The brother is no longer alive, but Shim regularly sends aid packages to his sister via his secret contacts in China. Rarely, however, can she smuggle out a letter.
The last time they met, his sister was a 5-year old. He still remembers her jumping around on his knees, now she is also an old woman with grey hair.
Time is running out
At last week's meeting, Kim and Moon agreed to resume reunions of separated families. For the first time ever, a North Korean ruler mentioned the fate of the separated families.
On the symbolic date of August 15, the anniversary of the Japanese surrender following defeat in World War II, about a hundred separated family members are expected to be allowed to meet again.
For the "Association for Separate Families," this is far from enough. Of the 130,000 divided family members, about half have already died and 12,000 are over 90 years old.
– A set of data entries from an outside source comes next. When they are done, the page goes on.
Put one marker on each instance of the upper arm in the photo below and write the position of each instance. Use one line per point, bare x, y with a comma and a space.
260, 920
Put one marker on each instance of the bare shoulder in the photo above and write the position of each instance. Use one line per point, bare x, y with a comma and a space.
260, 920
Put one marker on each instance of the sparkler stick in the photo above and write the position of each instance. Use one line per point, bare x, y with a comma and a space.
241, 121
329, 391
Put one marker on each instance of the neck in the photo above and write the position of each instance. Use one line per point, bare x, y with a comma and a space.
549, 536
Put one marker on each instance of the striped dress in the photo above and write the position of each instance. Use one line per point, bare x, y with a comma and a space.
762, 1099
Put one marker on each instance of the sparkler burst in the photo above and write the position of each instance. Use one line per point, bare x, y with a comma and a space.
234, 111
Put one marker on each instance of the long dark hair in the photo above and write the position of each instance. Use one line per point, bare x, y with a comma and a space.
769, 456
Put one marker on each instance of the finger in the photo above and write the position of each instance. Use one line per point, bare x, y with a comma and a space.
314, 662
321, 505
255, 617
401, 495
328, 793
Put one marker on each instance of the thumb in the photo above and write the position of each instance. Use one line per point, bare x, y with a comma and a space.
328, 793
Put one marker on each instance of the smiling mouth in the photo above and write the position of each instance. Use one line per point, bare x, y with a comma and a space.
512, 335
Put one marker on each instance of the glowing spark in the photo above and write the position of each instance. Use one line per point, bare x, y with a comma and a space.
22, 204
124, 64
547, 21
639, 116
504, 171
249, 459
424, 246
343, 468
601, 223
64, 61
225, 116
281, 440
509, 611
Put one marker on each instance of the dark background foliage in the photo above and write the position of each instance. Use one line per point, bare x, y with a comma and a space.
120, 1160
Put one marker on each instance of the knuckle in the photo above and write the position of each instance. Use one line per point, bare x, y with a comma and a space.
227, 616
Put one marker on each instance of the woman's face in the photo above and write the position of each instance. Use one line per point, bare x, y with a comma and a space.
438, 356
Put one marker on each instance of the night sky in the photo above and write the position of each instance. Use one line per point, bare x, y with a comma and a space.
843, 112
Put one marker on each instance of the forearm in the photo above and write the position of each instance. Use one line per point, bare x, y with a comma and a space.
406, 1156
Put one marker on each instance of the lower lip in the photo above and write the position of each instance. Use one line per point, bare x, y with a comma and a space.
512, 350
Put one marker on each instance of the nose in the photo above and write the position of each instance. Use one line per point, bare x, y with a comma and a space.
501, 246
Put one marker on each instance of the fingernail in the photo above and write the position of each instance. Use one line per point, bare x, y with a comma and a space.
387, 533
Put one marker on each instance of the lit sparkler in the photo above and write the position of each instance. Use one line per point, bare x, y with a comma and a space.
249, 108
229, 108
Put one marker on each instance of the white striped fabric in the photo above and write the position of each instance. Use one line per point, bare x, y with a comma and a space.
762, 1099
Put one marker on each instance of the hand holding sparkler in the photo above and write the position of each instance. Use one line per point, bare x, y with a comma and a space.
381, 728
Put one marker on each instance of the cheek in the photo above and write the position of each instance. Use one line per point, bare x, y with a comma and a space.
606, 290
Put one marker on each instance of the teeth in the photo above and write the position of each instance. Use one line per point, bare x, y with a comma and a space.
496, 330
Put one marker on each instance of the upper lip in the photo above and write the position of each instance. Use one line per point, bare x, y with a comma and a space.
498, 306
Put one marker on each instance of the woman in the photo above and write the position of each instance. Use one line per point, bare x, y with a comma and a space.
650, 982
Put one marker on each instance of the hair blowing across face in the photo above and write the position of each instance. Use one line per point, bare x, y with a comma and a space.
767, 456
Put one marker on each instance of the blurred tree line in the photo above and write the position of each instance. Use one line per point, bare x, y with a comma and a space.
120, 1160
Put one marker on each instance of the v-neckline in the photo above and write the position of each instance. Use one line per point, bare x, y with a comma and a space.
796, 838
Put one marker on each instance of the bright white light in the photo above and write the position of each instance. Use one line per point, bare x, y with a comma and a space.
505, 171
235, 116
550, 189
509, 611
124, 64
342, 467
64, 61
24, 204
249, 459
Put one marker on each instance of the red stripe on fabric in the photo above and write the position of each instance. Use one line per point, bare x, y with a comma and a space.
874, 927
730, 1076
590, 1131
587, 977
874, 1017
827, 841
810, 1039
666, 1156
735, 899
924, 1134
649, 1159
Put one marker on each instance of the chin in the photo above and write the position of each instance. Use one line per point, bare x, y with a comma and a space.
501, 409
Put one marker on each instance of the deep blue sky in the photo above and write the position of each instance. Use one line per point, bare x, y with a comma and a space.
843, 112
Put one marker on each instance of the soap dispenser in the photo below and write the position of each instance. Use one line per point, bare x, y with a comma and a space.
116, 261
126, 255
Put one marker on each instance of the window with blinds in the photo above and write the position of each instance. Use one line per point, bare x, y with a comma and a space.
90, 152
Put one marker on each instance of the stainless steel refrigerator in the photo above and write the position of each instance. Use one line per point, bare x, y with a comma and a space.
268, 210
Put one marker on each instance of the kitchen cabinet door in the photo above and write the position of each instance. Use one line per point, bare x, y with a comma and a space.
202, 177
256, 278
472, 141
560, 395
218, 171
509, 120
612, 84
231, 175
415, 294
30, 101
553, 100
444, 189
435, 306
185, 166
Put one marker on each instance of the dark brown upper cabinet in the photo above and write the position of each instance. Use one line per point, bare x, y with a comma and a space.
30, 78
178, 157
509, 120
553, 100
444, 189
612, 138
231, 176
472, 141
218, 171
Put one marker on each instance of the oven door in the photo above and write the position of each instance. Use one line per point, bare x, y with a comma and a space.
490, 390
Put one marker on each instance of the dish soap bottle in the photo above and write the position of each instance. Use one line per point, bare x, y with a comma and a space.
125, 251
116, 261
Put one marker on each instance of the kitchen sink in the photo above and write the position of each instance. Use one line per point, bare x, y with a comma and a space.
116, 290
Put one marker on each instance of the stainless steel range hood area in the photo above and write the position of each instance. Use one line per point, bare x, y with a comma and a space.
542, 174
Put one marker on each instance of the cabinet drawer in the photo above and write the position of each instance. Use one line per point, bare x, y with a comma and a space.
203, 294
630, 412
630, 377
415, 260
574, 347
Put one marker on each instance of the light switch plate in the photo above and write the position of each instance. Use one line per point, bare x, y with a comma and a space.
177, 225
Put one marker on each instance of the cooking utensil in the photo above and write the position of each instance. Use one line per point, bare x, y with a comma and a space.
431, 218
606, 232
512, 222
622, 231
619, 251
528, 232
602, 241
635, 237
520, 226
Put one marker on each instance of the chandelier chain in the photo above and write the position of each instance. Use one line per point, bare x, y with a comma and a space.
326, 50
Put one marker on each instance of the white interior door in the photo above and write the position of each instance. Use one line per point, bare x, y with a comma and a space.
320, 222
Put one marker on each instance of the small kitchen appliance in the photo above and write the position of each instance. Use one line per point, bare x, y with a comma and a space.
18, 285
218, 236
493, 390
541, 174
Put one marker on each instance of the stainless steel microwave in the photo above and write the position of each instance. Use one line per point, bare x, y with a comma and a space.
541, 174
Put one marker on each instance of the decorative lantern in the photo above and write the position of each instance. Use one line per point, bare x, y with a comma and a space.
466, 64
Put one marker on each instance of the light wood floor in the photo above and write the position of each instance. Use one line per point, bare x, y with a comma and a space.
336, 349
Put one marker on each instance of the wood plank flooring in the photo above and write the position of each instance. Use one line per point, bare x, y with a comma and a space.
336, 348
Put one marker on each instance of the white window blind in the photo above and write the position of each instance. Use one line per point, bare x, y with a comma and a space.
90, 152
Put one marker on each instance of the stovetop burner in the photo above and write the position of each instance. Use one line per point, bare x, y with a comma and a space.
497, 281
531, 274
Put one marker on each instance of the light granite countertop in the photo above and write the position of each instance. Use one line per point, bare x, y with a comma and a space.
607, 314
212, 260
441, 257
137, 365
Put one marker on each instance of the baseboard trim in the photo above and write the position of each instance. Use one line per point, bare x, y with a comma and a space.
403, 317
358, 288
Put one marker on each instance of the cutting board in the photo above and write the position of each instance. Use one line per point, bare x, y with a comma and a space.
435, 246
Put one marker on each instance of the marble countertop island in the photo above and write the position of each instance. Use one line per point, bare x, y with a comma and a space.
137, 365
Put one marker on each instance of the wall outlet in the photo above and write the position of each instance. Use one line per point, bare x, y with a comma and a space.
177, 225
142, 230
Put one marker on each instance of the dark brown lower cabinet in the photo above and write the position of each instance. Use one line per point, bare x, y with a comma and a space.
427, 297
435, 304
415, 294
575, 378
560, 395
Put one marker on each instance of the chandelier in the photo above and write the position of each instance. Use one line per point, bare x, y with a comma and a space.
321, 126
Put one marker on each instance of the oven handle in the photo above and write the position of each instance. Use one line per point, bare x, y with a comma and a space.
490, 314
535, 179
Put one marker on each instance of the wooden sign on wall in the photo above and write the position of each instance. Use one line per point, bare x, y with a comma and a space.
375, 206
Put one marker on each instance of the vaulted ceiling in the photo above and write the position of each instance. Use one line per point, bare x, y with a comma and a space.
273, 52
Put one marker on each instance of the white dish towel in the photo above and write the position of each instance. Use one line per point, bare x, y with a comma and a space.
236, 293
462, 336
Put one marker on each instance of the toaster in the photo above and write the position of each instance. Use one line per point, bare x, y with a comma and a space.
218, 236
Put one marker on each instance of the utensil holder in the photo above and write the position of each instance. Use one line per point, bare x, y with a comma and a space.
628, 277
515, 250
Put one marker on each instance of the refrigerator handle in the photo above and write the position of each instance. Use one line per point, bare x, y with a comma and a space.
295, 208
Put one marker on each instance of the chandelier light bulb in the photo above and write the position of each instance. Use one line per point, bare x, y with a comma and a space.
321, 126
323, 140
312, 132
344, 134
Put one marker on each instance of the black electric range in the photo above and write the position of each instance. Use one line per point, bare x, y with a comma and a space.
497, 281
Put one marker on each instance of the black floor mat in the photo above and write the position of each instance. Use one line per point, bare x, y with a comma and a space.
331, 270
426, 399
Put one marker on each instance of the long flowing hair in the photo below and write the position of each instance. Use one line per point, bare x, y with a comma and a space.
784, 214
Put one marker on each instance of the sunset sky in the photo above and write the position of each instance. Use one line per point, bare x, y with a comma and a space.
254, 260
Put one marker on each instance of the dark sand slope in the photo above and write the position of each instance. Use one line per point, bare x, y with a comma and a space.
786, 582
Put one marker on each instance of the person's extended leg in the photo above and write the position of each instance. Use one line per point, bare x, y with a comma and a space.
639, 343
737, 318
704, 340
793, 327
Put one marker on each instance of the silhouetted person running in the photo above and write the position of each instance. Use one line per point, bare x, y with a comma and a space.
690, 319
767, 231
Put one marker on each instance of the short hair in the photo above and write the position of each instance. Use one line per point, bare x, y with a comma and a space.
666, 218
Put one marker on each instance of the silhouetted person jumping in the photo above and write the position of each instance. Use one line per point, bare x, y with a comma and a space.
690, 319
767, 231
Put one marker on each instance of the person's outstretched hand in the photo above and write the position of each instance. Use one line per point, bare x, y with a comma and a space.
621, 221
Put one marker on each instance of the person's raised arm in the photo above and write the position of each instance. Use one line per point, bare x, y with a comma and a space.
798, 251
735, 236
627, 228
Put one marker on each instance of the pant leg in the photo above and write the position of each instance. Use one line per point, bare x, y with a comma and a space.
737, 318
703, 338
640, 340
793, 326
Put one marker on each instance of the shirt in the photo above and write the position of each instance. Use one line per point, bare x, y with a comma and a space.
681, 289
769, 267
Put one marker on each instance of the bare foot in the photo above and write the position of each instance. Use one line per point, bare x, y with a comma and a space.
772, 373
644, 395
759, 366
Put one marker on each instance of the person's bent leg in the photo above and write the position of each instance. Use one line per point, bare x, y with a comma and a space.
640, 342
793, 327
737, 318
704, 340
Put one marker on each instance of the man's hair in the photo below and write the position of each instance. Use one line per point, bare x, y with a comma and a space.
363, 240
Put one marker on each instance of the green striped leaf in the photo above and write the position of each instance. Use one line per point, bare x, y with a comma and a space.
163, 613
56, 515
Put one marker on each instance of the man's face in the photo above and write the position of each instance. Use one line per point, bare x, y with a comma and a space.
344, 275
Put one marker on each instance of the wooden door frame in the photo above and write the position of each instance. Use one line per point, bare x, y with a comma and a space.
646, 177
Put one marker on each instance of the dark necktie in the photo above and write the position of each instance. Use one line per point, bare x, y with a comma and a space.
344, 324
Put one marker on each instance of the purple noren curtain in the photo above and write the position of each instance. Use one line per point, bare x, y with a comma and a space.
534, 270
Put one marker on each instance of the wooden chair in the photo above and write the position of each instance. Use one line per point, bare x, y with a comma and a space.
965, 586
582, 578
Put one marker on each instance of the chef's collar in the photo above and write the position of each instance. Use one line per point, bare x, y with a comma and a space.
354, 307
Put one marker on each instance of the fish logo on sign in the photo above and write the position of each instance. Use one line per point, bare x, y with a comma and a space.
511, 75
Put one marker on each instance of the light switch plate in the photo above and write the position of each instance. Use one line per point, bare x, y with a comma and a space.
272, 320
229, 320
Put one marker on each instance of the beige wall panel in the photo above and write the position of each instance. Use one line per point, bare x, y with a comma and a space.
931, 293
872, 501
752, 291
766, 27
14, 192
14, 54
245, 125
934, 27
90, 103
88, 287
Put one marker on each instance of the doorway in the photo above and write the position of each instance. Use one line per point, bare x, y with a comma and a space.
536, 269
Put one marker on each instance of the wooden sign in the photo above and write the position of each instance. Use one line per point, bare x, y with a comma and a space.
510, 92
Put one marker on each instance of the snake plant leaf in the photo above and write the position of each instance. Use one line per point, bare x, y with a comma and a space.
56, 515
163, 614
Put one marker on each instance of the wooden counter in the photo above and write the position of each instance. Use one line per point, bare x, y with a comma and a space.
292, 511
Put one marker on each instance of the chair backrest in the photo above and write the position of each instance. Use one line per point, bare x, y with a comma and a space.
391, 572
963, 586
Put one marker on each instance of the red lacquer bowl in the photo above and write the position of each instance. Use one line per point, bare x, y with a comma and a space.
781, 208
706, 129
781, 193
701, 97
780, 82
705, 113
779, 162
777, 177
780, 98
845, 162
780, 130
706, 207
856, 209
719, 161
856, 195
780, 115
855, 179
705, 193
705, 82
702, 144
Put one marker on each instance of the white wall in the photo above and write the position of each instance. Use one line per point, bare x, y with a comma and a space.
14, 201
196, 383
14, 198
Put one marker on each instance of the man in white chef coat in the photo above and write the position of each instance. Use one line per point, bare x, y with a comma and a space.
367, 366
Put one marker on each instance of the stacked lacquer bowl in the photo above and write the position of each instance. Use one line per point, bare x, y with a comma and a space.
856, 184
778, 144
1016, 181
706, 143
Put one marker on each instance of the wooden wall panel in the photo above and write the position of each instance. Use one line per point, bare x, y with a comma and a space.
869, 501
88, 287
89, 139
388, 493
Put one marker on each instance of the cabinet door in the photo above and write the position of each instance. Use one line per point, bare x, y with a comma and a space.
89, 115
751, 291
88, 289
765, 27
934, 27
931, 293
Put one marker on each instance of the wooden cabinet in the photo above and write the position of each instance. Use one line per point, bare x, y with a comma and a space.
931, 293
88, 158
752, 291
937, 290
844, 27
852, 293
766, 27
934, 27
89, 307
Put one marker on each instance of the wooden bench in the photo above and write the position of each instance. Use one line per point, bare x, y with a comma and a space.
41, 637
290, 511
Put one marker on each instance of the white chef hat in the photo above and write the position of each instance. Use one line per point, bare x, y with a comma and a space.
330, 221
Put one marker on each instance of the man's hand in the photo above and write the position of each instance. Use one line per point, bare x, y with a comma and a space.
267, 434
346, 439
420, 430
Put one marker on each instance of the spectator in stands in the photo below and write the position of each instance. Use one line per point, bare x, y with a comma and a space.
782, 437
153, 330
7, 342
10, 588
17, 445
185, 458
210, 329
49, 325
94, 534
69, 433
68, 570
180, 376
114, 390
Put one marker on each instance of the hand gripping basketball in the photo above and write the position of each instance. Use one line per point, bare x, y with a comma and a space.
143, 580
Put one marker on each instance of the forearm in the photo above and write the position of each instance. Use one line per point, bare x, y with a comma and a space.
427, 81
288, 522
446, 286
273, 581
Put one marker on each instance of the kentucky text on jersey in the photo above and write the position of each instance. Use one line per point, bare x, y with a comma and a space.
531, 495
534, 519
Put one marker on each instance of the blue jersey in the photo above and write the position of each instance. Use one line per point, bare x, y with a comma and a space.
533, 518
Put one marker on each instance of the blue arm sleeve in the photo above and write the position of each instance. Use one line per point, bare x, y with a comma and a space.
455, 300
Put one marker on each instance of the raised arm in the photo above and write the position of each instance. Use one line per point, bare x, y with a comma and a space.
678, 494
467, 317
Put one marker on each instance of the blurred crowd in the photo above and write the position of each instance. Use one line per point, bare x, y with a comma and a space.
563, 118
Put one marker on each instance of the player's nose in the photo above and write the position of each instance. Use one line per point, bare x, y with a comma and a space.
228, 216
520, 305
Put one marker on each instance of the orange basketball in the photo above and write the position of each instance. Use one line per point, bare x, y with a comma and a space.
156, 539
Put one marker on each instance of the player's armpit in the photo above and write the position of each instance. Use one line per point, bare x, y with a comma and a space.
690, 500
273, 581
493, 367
Many are worried that they will die without seeing their separated family members ever again.
"It is essential that both sides set up a common postal system again so that letters and parcels can be sent to each other," said Shim. "A postcard would be enough to know that at least the relatives are still alive."
Moreover, it costs nothing nowadays to talk to someone anywhere in the world, he pointed out. "You can even see each other via mobile phone."
It is only between North and South Korea that such a thing is not possible, Shim lamented. The first agreed family reunion could therefore only be the beginning, he added.
Around 93,000 separated family members will now compete to be on the list of 100 persons scheduled to meet in August as part of the family reunion. "It’s like winning a lottery [for those who end up on the list]," Shim said bitterly while again looking longingly at his sister's photos.